# Example of X-LoRA API
Eric Buehler 2024

In [None]:
import torch
import xlora
from transformers import AutoConfig, AutoModelForCausalLM  # type: ignore
from xlora.xlora_utils import load_model  # type: ignore

In [None]:
model = AutoModelForCausalLM.from_pretrained(
    "mistralai/Mistral-7B-Instruct-v0.1",
    trust_remote_code=True,
    use_flash_attention_2=False,
    device_map="cuda:0",
    torch_dtype=torch.bfloat16,
)

config = AutoConfig.from_pretrained(
    "mistralai/Mistral-7B-Instruct-v0.1",
    trust_remote_code=True,
    use_flash_attention_2=False,
    device_map="auto",
)

## Convert the model to X-LoRA

In [None]:
model_created = xlora.add_xlora_to_model(
    model=model,
    xlora_config=xlora.xLoRAConfig(
        config.hidden_size,
        base_model_id="mistralai/Mistral-7B-Instruct-v0.1",
        xlora_depth=8,
        device=torch.device("cuda"),
        adapters={
            "adapter_1": "./path/to/the/checkpoint/",
            "adapter_2": "./path/to/the/checkpoint/",
            "adapter_n": "./path/to/the/checkpoint/",
        },
    ),
    verbose=True,
)

## Set the adapters to trainable
This means that when loading the model again we should specify only the adapter names.

In [None]:
# Use trainable adapters: mark all adapters as trainable
model_created.set_use_trainable_adapters(True)

# Get the current status of the trainable adapters, in this case returning True
model_created.get_use_trainable_adapters()

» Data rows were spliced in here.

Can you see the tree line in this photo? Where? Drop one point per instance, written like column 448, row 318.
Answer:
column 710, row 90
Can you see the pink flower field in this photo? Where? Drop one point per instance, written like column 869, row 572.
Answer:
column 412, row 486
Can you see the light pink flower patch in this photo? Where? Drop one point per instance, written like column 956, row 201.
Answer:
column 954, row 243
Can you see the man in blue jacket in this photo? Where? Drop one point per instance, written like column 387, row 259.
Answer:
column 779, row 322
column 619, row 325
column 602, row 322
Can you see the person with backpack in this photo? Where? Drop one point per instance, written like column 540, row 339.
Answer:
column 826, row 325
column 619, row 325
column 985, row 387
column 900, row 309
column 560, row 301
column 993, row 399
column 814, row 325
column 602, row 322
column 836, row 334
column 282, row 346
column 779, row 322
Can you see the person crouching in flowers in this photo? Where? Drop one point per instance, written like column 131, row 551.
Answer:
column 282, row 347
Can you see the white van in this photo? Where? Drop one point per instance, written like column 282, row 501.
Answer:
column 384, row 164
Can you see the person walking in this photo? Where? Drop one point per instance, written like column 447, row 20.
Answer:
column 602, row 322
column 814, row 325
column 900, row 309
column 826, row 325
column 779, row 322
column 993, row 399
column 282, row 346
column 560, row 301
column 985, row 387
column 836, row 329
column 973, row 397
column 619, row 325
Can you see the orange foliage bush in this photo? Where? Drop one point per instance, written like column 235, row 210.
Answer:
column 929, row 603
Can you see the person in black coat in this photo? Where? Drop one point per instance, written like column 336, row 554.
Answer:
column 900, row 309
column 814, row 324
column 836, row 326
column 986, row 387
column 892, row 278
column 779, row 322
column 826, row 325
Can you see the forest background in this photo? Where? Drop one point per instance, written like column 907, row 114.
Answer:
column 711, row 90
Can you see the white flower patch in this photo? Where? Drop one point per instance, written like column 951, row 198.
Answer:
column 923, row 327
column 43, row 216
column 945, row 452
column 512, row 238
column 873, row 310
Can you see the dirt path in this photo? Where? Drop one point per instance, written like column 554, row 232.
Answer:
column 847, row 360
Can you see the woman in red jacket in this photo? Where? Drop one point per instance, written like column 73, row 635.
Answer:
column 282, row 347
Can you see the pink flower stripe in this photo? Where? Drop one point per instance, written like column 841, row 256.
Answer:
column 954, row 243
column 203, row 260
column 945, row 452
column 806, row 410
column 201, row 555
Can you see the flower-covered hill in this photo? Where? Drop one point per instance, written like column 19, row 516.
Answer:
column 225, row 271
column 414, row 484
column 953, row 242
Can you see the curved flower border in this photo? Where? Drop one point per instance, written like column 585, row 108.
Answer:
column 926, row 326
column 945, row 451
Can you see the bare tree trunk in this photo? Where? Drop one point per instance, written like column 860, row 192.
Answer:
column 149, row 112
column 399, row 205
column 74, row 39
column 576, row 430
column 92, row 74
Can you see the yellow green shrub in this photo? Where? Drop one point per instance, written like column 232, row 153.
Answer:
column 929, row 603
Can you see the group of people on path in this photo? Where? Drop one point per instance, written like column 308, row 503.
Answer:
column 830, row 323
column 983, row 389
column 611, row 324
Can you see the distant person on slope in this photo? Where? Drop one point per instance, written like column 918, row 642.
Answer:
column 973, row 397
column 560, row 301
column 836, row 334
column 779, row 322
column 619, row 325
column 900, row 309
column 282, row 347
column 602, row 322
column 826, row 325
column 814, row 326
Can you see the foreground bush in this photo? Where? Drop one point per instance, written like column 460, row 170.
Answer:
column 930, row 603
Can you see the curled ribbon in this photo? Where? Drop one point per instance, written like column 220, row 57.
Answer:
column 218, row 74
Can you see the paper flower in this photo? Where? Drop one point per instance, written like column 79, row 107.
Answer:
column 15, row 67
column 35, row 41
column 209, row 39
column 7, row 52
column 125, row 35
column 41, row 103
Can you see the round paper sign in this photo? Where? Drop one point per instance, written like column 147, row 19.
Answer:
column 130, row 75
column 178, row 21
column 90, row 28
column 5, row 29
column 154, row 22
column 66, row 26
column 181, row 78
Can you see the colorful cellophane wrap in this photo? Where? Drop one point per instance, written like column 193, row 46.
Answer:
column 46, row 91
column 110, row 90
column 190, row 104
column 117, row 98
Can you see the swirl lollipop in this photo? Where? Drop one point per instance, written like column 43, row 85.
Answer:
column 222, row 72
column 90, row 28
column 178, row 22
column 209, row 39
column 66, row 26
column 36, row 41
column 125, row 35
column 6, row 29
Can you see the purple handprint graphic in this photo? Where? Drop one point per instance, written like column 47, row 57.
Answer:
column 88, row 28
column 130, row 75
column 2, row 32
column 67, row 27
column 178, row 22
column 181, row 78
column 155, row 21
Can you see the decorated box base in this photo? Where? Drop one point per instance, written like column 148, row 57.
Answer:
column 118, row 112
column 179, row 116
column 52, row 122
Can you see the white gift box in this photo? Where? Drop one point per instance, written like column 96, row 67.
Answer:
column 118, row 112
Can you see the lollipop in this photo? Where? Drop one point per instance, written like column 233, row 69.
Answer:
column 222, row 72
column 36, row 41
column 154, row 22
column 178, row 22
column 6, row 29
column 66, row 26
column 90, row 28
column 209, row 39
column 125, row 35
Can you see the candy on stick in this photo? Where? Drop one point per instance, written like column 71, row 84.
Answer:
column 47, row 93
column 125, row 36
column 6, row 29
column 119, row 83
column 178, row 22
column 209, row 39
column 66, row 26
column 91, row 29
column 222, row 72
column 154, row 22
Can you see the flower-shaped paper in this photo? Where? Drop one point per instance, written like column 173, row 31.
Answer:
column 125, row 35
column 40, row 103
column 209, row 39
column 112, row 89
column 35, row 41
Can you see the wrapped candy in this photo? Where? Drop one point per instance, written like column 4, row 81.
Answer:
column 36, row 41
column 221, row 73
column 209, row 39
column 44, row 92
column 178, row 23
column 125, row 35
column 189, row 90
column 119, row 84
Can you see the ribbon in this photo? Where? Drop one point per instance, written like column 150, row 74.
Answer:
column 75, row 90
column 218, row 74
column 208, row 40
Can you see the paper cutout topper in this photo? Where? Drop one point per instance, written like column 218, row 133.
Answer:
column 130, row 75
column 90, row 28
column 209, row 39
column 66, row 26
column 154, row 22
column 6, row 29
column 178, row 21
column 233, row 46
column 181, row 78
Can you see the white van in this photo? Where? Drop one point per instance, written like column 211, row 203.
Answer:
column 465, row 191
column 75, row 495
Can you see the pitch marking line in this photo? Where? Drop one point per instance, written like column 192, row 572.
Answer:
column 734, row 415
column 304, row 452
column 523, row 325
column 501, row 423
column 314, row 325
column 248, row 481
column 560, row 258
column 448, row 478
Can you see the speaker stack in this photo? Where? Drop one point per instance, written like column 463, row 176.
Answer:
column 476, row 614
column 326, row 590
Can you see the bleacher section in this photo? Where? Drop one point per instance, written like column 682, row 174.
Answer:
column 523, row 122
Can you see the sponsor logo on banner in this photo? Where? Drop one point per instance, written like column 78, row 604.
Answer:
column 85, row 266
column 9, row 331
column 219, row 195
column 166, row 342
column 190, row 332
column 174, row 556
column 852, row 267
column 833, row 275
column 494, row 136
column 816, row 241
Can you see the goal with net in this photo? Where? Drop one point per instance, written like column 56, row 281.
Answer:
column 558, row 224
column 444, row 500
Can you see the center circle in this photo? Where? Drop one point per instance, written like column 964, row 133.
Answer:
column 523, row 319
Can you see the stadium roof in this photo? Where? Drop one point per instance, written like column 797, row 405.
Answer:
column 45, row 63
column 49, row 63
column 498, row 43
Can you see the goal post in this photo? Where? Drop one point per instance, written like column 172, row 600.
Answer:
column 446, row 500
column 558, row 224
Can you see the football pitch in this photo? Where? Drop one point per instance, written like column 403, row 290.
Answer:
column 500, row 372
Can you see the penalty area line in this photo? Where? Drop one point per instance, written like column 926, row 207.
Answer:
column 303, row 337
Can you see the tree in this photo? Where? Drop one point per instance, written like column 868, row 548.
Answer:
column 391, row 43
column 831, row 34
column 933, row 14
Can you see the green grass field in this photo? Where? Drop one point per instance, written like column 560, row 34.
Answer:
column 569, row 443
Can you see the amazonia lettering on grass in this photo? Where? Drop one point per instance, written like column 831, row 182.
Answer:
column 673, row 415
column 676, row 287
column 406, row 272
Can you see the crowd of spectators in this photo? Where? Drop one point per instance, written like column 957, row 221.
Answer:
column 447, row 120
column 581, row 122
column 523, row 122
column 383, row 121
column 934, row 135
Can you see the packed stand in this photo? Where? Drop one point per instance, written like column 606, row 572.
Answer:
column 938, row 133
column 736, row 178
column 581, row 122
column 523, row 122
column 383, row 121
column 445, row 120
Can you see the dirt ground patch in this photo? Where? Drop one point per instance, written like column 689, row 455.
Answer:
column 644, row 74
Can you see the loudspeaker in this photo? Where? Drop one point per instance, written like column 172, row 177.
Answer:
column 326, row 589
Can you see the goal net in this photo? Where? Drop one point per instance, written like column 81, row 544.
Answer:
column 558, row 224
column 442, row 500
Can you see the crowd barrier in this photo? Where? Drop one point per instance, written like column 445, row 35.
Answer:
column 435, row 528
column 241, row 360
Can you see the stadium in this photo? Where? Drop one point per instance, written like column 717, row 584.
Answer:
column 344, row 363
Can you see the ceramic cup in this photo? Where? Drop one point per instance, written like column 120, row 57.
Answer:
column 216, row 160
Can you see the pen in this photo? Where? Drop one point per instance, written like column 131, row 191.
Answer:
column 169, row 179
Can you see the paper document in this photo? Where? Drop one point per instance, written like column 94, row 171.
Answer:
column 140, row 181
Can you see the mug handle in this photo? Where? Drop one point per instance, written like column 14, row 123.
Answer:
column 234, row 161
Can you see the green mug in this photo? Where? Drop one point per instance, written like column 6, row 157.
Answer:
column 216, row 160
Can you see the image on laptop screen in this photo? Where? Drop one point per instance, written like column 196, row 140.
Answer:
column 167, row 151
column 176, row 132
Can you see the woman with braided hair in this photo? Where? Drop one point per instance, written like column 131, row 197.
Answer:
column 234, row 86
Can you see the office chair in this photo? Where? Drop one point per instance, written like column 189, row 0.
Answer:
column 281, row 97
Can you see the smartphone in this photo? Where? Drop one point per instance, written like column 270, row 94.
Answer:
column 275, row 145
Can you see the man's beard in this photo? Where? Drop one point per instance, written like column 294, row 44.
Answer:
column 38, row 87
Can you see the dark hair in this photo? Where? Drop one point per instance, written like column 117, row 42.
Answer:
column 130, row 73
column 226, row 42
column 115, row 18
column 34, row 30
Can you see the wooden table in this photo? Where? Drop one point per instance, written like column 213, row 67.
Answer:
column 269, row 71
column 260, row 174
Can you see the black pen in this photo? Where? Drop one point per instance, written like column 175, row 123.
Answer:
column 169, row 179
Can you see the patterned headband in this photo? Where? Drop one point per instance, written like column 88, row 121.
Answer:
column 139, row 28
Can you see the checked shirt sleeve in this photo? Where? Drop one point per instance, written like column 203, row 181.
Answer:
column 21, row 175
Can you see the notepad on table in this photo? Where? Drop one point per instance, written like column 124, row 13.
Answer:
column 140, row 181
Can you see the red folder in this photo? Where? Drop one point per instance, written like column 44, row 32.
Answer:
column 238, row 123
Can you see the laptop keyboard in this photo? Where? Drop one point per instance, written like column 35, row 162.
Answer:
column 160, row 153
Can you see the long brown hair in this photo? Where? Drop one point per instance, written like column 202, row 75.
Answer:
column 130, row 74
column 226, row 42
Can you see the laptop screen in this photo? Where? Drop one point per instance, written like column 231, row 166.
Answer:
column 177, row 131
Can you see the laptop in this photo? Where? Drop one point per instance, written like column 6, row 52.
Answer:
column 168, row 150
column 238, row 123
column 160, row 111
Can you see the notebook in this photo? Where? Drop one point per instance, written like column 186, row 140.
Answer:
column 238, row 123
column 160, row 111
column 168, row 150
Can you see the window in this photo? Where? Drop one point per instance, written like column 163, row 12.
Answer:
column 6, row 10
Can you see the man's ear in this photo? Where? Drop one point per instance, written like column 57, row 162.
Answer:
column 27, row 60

## Set and resetting the scaling pass value

In [None]:
# Set the scaling pass value to 0, meaning that no adapters will contribute to the scaling pass output
model_created.set_scaling_pass_value(0)

# Allow the model to use the default scaling pass value
model_created.set_scaling_pass_value(None)

## Setting and getting the global LoRA weight

In [None]:
# Multiply the output of each LoRA adapter by 2, additionally to the scalings.
model_created.set_global_scaling_weight(2)

# Returns 2
res = model_created.get_global_scaling_weight()

## Example of scalings logging

In [None]:
# Enable scalings logging and begin a log
model_created.enable_scalings_logging()

# Run forward passes to accumulate a log

# Write the log to a file, or multiple.
model_created.flush_log_scalings("./path/to/output/file")

# Get a shallow copy of the scalings
log_copy = model_created.get_scalings_log()

# Disable scalings logging
model_created.disable_scalings_logging()

# Clear the scalings log
model_created.clear_scalings_log()

# Get the latest scalings prediction
scalings_pred = model_created.get_latest_scalings()

# Load the scalings log from a file, or multiple automatically.
loaded_log = xlora.xlora_utils.load_scalings_log("./path/to/output/file", verbose=True)

## Example of getting, printing trainable parameters

In [None]:
num_trainable, num_all_params = model_created.get_nb_trainable_parameters()

model_created.print_trainable_parameters()

## Setting and getting the top-k lora value

In [None]:
# Use the top 2 lora experts
model_created.set_topk_lora(2)

# Returns 2
res = model_created.get_topk_lora()

## From pretrained

In [None]:
model_created = xlora.from_pretrained(
    "./path/to/saved/model",
    model,
    "cuda",
)

## Using the simpler API

In [None]:
XLoRA_model_name = "myuser/repo"

model_loaded, tokenizer = load_model(
    model_name=XLoRA_model_name,
    device="cuda:0",
    dtype=torch.bfloat16,
    adapters={
        "adapter_1": "./path/to/the/checkpoint/",
        "adapter_2": "./path/to/the/checkpoint/",
        "adapter_n": "./path/to/the/checkpoint/",
    },
)